Opinion
10717
September 28, 1921.
Before MOORE, J., Greenwood, October, 1920. Reversed and new trial ordered.
Action by The Murray Co. against J.L. Ouzts. From directed verdict for plaintiff the defendant appeals.
Messrs. Grier, Park Nicholson, for appellant, cite: Construction of contracts for a penalty or liquidated damages: 2 Elliott Conts., Sec. 1559; 3 Id., Sec. 2126; 8 R. C.L., 564, Sec. 114; 17 C.J., 956; 1 McM., 77; 3 Hill, 270; 94 S.C. 187; 108 Am. St. Rep., 42; 9 S.C. 374; Ann. Cas., 1912C, 1019. Parol testimony admissible to show real consideration: 2 Elliott Conts., Secs. 1642, 1643; 26 S.C. 312; 16 S.C. 352; 61 S.C. 168; 31 S.C. 320; 56 S.C. 480. Countermand: 15 C.J., 377; 3 Elliott Conts., Sec. 2032; 107 U.S. 490; 29 L.Ed., 985; 15 Wall., 36; 21 L.Ed., 107.
Messrs. M.M. Mann and Featherstone McGhee, for respondent, cite: Where sum is stated to be liquidated damage the Courts will sustain it as such if there is any showing that it was an attempt to liquidate the damage: 67 S.C. 462; 8 R.C.L., 559; Par. 110; Id., 565, 568, 569; 9 S.C. 344; 94 S.C. 184; 19 S.C. 425; 81 S.C. 10. Contract as written must control: 53 S.C. 35; 69 S.C. 90; 69 S.C. 100; 102 S.C. 139; 80 S.C. 38; 105 S.C. 520; 108 S.C. 411. No fraud or misrepresentations alleged and no testimony admissible to explain plain terms of the contract: 103 S.C. 495; 101 S.C. 221. No separate oral agreement can be proven: 108 S.C. 47. Plaintiff had accepted contract and defendant had no right to countermand: 115 S.C. 426. Directed verdict proper: 86 S.C. 170.
September 28, 1921. The opinion of the Court was delivered by
The defendant signed a written contract of purchase of a ginning outfit from the plaintiff. The contract provided:
"In case of countermand, it is understood that the purchaser is to reimburse the Murray Company for any and all expenses incurred in this sale, and to pay to Murray Company 20 per cent. of the purchase price of this contract."
His Honor, the trial Judge, charged the jury that the 20 per cent. was liquidated damages, and not a penalty, and directed the jury to find the full 20 per cent. sued for.
I. The first exception questions this ruling. The first exception must be sustained. The contract required the defendant to pay "for any and all expenses incurred in this sale." This provision covered all of plaintiff's actual damages. The "20 per cent." was additional, and can be a penalty, and nothing else. The first exception covers the measure of damages also, but, as neither party argues this subdivision, it is not considered.
II. The defendant set up a breach of a contemporaneous parol agreement, by which plaintiff agreed to sell the ginning outfit which the defendant then owned. The presiding Judge refused to allow any evidence of the parol contract.
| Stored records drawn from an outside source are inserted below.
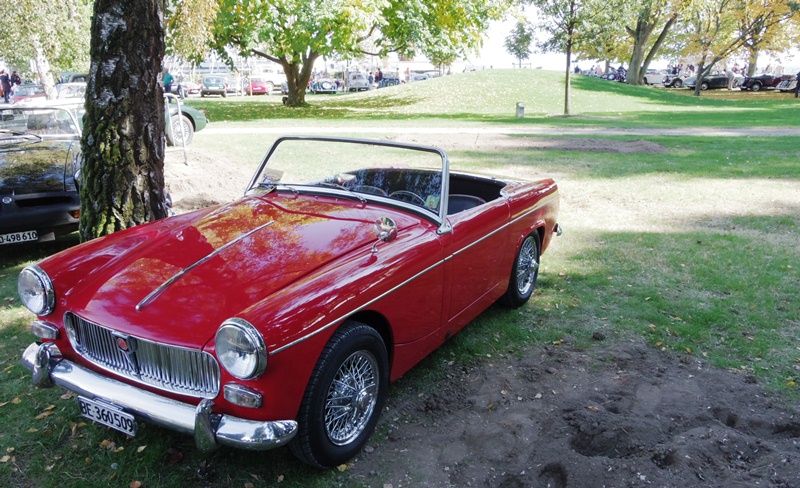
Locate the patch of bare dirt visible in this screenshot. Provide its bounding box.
[351,343,800,488]
[164,148,254,213]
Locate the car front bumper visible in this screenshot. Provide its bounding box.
[22,342,297,452]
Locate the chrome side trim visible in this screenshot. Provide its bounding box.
[136,220,275,312]
[22,343,297,451]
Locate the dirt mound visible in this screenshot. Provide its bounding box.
[351,343,800,488]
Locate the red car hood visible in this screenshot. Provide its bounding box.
[47,193,416,347]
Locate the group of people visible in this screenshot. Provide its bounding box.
[0,70,22,103]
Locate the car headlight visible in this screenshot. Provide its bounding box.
[17,264,56,315]
[216,318,267,380]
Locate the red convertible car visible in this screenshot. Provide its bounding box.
[19,137,561,467]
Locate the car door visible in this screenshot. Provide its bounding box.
[444,198,509,332]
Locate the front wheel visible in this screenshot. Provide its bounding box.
[290,322,389,468]
[500,231,541,308]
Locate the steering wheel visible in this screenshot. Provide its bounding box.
[389,190,425,207]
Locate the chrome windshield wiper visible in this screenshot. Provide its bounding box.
[0,129,44,141]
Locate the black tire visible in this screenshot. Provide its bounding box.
[289,322,389,468]
[167,114,194,146]
[500,231,542,308]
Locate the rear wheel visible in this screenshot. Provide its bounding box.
[500,231,541,308]
[290,322,389,468]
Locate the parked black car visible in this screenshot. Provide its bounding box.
[0,104,83,245]
[683,72,744,90]
[739,73,792,91]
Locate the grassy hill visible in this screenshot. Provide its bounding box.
[188,69,800,128]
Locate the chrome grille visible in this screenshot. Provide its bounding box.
[64,312,220,398]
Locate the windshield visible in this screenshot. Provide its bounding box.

In this his Honor was right. The written contract contains all of the agreement between the parties.
III. The third allegation of error arises from the exclusion of a letter written by the salesman some time after the execution of the contract. There was no error here. No authority in the agent was shown to warrant his modification of the contract, or make a new contract. This exception is overruled.
IV. The last exception complains of error in the construction of certain letters written by the defendant to the plaintiff as a countermand of the order. The defendant wrote:
"Yours of the 5th at hand and duly noted, am very sorry that I cannot install new machinery. But as I explained to you on the 2nd of this month, unless you dispose of my old outfit, it will be impossible for me to install a new one."
"I want the `Murray' plant but I cannot meet your terms. If I could it would be a pleasure for me to install it."
"If you have bought engine and boiler for me, I will take same, if we can get together on terms, and I will try to install balance next year."
"If you ship the entire outfit July 15th you do so at your own expense."
This language must be construed to be a countermand. The defendant does not even now offer to comply.
The judgment is reversed and a new trial ordered.